Over the Influence Hong Kong is pleased to present Can Pop Art Show the Way to Nirvana?, an exhibition of new paintings from Japanese artist Hikari Shimoda. This will be the artist's first solo exhibition in Hong Kong, and it will open on January 30, and remain on view through March 9, 2019. An opening reception for the artist will be held at the gallery (1/F, 159 Hollywood Road Central Hong Kong) on January 30, from 6 to 8pm.

Inspired by anime and Japanese manga, Shimoda's colorful, boldly graphic oil and mixed media paintings represent a synthesis of Pop and fine art as filtered through the lens of contemporary popular culture and society. Peopled by doe-eyed, childlike characters, Shimoda's mysteriously attractive world is irresistible, at once delightfully charming and disarming. Deeply influenced by the Great East Japan Earthquake and the Fukushima Nuclear Power Plant accident in 2011, her brightly-colored, cartoon-like acrylic paintings are exuberantly endearing yet have the simultaneous effect of allaying suspicion.

In a chaotic world, these starry-eyed children with their vacant stares live in apparent solitude, looking lonely and despondent. Shimoda's mixed media paintings also suggest the potentiality of a glittering and sparkling alternate reality--a dying planet saved by an otherworldly, winsome cast of adorable and unlikely heroes. Anointed with magical superpowers, her fantastical girls, strange and lovable with their horns and wings, play the role of heroic saviors.

Shimoda shares, “We are living in a world of mass production and mass consumption. An idea of POP contains cuteness, but it often represents serious, dark, and deep issues as medium. Maybe POP in today’s world is wreck of people despairs. Despairs could be left in the past. Will power could be floated up out of the darkness”.

Expressing a welcoming, delightful innocence upon first glance, the viewer is then presented with deeply profound queries regarding the human condition. How to make sense of an unreasonable society? Is there hope to be found amidst hopelessness? Could death provide solace for a tortured soul, relief from a modern world in decline?

Depicting a world which merges fantasy and reality, past and future, death and life, Shimoda's works contain multitudes. Concurrently portraying lightness and darkness, hope and despair, her richly imaginative paintings are manifest of an artist's continual search for understanding and salvation in a world of uncertainty.
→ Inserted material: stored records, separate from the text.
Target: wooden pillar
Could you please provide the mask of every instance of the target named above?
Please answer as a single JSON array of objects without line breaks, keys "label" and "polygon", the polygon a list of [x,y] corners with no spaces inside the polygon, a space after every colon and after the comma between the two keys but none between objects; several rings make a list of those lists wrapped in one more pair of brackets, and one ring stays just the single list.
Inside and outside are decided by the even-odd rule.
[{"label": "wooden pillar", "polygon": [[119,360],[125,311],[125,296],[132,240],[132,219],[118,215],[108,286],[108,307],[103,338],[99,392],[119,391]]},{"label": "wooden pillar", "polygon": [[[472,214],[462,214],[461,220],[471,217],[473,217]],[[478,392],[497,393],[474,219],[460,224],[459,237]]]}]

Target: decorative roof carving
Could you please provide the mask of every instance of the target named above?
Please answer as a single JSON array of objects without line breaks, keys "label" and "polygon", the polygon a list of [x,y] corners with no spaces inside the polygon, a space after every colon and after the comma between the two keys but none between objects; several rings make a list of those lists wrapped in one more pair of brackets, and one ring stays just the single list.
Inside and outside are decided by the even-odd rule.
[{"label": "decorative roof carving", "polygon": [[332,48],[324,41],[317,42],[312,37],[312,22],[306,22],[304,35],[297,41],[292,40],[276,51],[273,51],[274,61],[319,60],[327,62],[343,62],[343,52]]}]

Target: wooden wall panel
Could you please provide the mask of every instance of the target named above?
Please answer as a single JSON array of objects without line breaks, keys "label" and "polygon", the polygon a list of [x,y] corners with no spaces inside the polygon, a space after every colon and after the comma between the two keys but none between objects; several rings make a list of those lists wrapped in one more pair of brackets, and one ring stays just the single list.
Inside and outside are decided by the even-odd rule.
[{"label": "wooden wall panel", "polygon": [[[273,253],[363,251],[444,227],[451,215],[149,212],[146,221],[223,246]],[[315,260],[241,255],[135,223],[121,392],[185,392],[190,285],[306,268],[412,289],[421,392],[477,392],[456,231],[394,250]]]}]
Sparkling and sweet, Hikari Shimoda’s work is at once enchanting and disarming, portraying a world where cuteness and horror coexist. Based in Nagano, Japan, Shimoda first studied illustration at the prestigious Kyoto Saga University of Art and Aoyama Juku School before beginning her career as a professional contemporary artist in 2008. Soon after, she was selected for her first solo exhibition at Motto Gallery in Tokyo and has since held exhibitions in galleries worldwide, including Japan, the United States, Canada, and Europe. In July 2018, the artist had her first museum show at Asahi Art Museum in Nagano, Japan.